Ruling party candidate Johnny Araya clings to a small lead, according to a poll released on Tuesday night, a day before a polling blackout rule kicks in. Costa Ricans will vote for the country’s next president on Sunday.
The poll from the University of Costa Rica’s Center for Research and Policy Studies (CIEP) showed National Liberation Party candidate Araya with 17.4 percent of the projected vote. José María Villalta of the leftist Broad Front Party polled at 14.4 percent. Luis Guillermo Solís, of the left-leaning Citizen Action Party, saw his numbers increase to 11.6 percent.
Undecided voters still represent the largest portion of voters surveyed, at 33.4 percent, which increased from 24.5 percent registered in the last UCR poll. The poll, published by the weekly Semanario Universidad, surveyed 800 Costa Rican voters between Jan. 20-27. It has a margin of error of 3.46 percent.

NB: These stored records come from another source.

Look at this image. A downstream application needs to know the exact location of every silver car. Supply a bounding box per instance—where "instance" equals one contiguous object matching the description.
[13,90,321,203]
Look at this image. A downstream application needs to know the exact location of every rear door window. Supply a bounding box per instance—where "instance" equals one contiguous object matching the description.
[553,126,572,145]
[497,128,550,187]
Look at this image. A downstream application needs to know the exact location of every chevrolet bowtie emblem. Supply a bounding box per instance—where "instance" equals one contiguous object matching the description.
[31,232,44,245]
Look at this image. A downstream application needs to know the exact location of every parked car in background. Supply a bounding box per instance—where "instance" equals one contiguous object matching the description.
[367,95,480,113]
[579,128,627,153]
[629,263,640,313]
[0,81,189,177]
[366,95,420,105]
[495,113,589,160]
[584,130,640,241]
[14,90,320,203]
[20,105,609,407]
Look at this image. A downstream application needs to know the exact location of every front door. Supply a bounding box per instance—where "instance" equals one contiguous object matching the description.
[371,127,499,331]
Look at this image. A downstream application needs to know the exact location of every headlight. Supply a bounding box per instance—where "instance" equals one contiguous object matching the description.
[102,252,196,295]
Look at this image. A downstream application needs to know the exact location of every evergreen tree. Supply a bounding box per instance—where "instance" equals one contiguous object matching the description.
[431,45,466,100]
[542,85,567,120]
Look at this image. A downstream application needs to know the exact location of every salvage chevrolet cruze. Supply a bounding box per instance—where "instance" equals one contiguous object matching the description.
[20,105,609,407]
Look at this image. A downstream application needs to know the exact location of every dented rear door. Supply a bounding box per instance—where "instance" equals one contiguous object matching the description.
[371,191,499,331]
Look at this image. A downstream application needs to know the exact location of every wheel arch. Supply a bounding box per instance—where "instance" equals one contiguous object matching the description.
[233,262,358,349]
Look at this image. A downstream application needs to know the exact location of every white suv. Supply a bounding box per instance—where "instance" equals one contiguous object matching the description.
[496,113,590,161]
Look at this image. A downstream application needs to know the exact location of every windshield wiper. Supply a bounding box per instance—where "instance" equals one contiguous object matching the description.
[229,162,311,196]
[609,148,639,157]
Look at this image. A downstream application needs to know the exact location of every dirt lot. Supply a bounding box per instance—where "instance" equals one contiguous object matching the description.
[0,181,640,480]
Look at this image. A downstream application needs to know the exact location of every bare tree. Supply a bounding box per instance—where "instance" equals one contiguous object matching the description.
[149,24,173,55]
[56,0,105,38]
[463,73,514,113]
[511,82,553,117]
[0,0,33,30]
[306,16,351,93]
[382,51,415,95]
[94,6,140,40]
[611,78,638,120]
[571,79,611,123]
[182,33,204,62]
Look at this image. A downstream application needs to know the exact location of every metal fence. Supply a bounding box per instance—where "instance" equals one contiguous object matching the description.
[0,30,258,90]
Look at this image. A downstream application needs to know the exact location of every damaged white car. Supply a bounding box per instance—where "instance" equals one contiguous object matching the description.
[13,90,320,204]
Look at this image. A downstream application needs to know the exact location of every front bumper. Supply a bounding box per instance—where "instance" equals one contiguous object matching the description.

When combined with recent surveys in January (Unimer and CID-Gallup), the takeaway is that a runoff between Araya and Villalta remains likely. If no candidate fails to capture 40 percent of the vote, the top two vote-getters will face a runoff in April.
The survey is likely the last one of the election season, after La Nación inexplicably quashed its final poll, scheduled to be published on Wednesday.
The UCR poll also asked about hypothetical runoff scenarios. In a runoff between Araya and Villalta, the ruling party candidate was projected to win with 39.5 percent compared to Villalta’s 35.9 percent.
Solís supporters should be feeling some momentum heading into the final few days before the election. The UCR poll showed the PAC candidate in third place for the first time during the entire campaign season. He jumped ahead of Libertarian Movement Party candidate Otto Guevara, whose numbers fell into the single digits at 7.3 percent.
Solís told The Tico Times today that he attributed his improved standing among voters to “a combination of factors, beginning with the debates; then, it’s work by our people in the field and on [social] networks.”
If Solís can complete the comeback, he’s favored in all runoff scenarios, according to Semanario Universidad. In fact, those scenarios have Solís beating his potential opponents by approximately 20 percent of the vote.
The poll also showed Villalta losing in a second round match-up against Guevara by more than 10 percent. A hypothetical Araya-Guevara runoff demonstrated a statistical tie.
The top two candidates also dropped when compared to the last UCR poll. A week ago, Araya had a projected 20.4 percent of the vote, while Villalta had 15.3 percent and Guevara and Solís were in a statistical tie with 11.2 percent and 9.5 percent, respectively.
Solís’ numbers doubled in a poll yesterday, too. However, the push still might be too late. Polls throughout this month have indicated Araya and Villalta are moving towards a runoff.
On Tuesday, CID-Gallup showed Araya with 35.6 percent, Villata with 21 percent, Guevara at 17.6 percent and Solís at 15.6 percent.
In that poll, close to 20 percent of voters remained undecided.